Bielsa, A.
Aprender a controlar los esfínteres de forma apropiada y socialmente aceptada es una de las mayores tareas de los años preescolares, y los problemas en este campo se cuenta entre las causas más frecuentes de preocupación de los padres, Chamberlain (1974) escrutó entre las preocupaciones sobre sus hijos de 200 padres de preescolares y encontró que el control de esfínteres era la tribulación que se constataba con más frecuencia. Los psicólogos infantiles detallan que entre el 5-10% de las consultas de los padres se refiere a problemas en el control de esfínteres y su aprendizaje (Roberts, 1986).
Al evaluar los problemas en el control de esfínteres es crítico tener un entendimiento preciso de la maduración fisiológica y las edades normativas en esta área. Para adquirir el control del intestino y de la vejiga, es necesario que el niño tenga control sobre el reflejo esfinteriano, que suele ocurrir entre los 9 y los 12 meses de edad, y que se haya completado la mielinización de los trayectos nerviosos hacia la parte inferior del cuerpo, que suele ocurrir entre los 12 y los 18 meses de edad (Brazelton, 1962). Además, Brazelton (1962) cree que es necesario que el niño sepa sentarse y andar, entender algunos contenidos verbales, relacionarse con los adultos y ser capaz de imitar su comportamiento, y ser capaz de contener impulsos. Brazelton (1962) cree que la mayoría de niños están fisiológicamente y psicológicamente listos entre los 18 y los 30 meses de edad. Azrin y Foxx (1974) propusieron un conjunto similar de criterios de preparación y creían que la mayoría de niños por encima de 20 meses cumplían esos criterios. Cristophersen (1988) sugirió que los padres esperaran 3 meses después de que el niño cumpliera los criterios de Azrin y Foxx antes de empezar el adiestramiento en el control de esfínteres. Esto implica por lo general, esperar hasta los 2 años de edad para empezar el aprendizaje, que según Brazelton (1962) es la media de edad en la que los padres inician el adiestramiento.

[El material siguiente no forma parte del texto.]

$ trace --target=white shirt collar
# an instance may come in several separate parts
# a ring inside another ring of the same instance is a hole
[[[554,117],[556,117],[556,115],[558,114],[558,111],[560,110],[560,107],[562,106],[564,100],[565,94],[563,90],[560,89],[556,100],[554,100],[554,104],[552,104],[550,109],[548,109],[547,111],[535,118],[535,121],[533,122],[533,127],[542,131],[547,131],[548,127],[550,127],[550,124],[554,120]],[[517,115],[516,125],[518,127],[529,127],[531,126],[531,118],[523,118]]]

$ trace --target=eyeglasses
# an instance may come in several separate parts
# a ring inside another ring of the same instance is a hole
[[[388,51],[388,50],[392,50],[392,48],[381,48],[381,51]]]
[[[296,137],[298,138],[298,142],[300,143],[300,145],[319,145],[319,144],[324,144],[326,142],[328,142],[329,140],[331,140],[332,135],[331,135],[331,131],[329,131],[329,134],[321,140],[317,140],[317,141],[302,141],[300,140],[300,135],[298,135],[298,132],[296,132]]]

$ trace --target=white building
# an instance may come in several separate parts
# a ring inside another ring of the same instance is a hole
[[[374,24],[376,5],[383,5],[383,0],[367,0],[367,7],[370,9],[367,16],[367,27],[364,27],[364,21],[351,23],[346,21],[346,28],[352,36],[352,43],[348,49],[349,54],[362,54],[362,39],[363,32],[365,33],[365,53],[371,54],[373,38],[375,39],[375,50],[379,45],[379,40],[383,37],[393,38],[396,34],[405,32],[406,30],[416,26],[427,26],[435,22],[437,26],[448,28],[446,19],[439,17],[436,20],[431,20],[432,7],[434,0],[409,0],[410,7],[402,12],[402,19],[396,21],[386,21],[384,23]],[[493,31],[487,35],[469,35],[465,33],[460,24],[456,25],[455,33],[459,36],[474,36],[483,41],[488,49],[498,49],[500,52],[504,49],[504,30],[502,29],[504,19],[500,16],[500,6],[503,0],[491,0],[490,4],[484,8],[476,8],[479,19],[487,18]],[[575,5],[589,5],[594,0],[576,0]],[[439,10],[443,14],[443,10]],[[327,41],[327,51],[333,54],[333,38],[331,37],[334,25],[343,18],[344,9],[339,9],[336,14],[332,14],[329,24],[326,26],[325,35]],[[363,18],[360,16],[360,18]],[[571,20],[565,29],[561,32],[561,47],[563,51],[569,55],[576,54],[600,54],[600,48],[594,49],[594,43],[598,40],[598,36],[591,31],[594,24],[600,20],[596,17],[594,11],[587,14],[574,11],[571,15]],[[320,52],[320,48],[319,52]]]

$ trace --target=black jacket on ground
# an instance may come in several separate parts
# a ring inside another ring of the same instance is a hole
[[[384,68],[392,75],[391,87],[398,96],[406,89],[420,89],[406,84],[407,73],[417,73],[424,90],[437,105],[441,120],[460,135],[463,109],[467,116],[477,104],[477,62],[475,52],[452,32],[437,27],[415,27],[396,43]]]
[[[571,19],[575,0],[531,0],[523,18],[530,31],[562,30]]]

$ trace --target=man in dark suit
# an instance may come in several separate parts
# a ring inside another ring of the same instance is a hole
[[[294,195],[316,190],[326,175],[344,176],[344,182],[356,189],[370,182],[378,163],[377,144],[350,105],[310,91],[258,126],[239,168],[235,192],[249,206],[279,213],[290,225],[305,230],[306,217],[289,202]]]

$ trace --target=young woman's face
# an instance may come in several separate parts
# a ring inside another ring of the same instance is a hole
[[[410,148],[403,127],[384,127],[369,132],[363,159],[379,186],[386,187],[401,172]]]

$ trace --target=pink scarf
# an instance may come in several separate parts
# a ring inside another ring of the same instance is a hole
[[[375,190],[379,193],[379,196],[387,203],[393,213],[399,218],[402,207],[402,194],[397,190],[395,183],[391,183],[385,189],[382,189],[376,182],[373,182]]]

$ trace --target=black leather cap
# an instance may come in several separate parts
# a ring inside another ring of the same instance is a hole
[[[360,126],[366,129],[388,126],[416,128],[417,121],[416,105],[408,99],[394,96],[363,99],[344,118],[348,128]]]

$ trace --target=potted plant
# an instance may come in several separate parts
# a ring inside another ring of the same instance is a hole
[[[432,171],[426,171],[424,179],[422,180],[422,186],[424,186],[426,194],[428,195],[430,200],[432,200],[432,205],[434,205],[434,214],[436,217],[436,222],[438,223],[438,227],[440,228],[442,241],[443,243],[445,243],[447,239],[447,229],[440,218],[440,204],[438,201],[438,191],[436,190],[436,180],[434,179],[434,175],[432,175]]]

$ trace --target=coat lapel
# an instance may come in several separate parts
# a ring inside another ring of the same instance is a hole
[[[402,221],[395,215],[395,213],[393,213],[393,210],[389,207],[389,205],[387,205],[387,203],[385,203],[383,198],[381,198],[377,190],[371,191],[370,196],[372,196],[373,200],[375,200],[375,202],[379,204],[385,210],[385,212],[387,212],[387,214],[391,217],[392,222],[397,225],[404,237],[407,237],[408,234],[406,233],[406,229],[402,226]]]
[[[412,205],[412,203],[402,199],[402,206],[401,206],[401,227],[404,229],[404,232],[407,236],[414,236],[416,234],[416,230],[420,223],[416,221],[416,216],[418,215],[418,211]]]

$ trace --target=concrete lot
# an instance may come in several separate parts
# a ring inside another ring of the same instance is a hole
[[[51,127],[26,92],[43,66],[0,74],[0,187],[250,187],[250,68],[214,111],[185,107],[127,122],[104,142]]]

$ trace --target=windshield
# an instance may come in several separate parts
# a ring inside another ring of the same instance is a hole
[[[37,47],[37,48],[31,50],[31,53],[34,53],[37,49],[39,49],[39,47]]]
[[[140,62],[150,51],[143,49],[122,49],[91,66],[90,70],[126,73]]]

El estilo parental y el tiempo del entrenamiento se han sugerido, de forma anecdótica, como variantes significativas en el desarrollo de problemas en el control de esfínteres, con informes de autores de prestigio que exponen que el adiestramiento coercitivo suele desembocar posteriormente en problemas en el control (Brazelton, 1962). Un estudio encontró que 35 de 41 niños enuréticos había experimentado un adiestramiento "temprano" y los padres de 29 de estos niños describieron el entrenamiento como "rígidamente estricto" (Bindelglas, Dee, & Enos, 1968) La investigación sugiere que un número sustancial de niños por debajo de los 5 años experimenta incontinencia vesical o intestinal y que el diagnóstico formal de un problema clínico no suele ocurrir por debajo de los 5 años. Esto se correlaciona con los criterios diagnósticos establecidos por el DSM-III-R (APA, 1987) aunque algunos autores considerarían este diagnostico en niños de hasta 4 años (Shaffer, 1985).

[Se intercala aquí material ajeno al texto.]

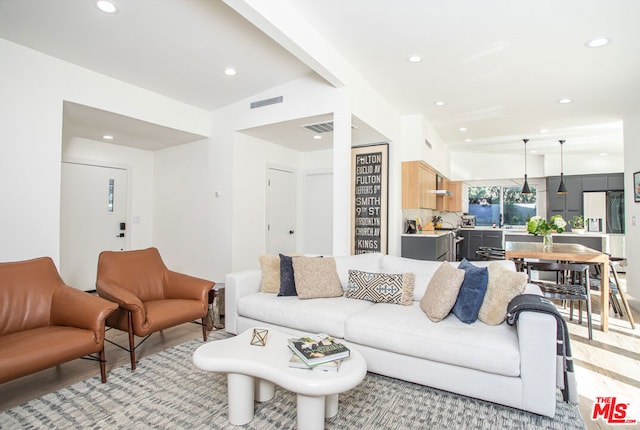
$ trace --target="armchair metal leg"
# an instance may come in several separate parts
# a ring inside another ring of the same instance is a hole
[[[107,366],[106,359],[104,356],[104,348],[100,350],[100,376],[102,377],[102,383],[107,382]]]
[[[129,328],[129,357],[131,358],[131,370],[136,370],[136,347],[133,337],[133,315],[127,312],[127,322]]]
[[[202,339],[207,341],[207,317],[202,317]]]

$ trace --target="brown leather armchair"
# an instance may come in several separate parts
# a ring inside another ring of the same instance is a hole
[[[118,346],[129,351],[132,370],[137,346],[154,332],[199,318],[207,340],[205,317],[214,285],[167,269],[156,248],[103,251],[98,258],[96,290],[119,305],[107,326],[129,333],[129,348]],[[144,339],[135,345],[134,335]]]
[[[85,356],[106,382],[105,319],[117,307],[65,285],[49,257],[0,263],[0,383]]]

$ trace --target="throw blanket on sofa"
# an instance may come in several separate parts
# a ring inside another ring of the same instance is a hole
[[[521,294],[513,298],[507,307],[507,324],[514,325],[521,312],[541,312],[552,315],[557,321],[557,385],[565,402],[577,404],[578,393],[573,373],[573,359],[567,322],[551,300],[536,294]]]

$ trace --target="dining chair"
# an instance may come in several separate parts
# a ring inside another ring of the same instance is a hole
[[[573,320],[573,302],[578,301],[578,322],[582,324],[582,302],[586,303],[589,340],[593,339],[589,265],[577,263],[529,262],[529,282],[537,285],[550,299],[569,301],[569,320]]]
[[[623,266],[626,263],[627,260],[625,258],[609,257],[609,303],[611,303],[613,312],[621,318],[626,318],[633,330],[636,327],[635,322],[627,297],[624,291],[622,291],[622,288],[620,288],[620,278],[616,270],[616,267]],[[591,271],[591,280],[589,283],[592,290],[600,291],[600,265],[595,265],[595,270]]]

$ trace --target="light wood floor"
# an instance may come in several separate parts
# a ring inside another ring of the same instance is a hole
[[[640,302],[633,299],[631,301],[635,308],[635,321],[638,323],[635,330],[631,330],[626,320],[612,315],[609,320],[609,332],[601,332],[597,295],[593,300],[594,339],[588,340],[586,324],[578,325],[577,321],[569,323],[580,395],[579,407],[588,430],[614,428],[607,426],[602,419],[591,420],[596,397],[616,396],[620,402],[629,402],[632,411],[630,418],[640,420]],[[138,348],[138,358],[191,339],[202,339],[201,333],[200,326],[194,324],[183,324],[156,333]],[[107,336],[112,340],[126,342],[126,334],[122,332],[112,330]],[[108,361],[107,371],[129,364],[129,354],[111,344],[105,344],[105,353]],[[99,374],[96,362],[79,359],[0,384],[0,411]],[[640,425],[618,428],[626,430],[640,428]]]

Los problemas clínicos con el control vesical (enuresis) o intestinal (encopresis) pueden ser clasificados como primarios o secundarios. La enuresis y encopresis primaria se diagnostica cuando el niño alcanza los 4 o 5 años sin haber alcanzado nunca un control adecuado, mientras que las condiciones secundarias se diagnostican cuando se ha llegado a alcanzar el control y después se ha perdido.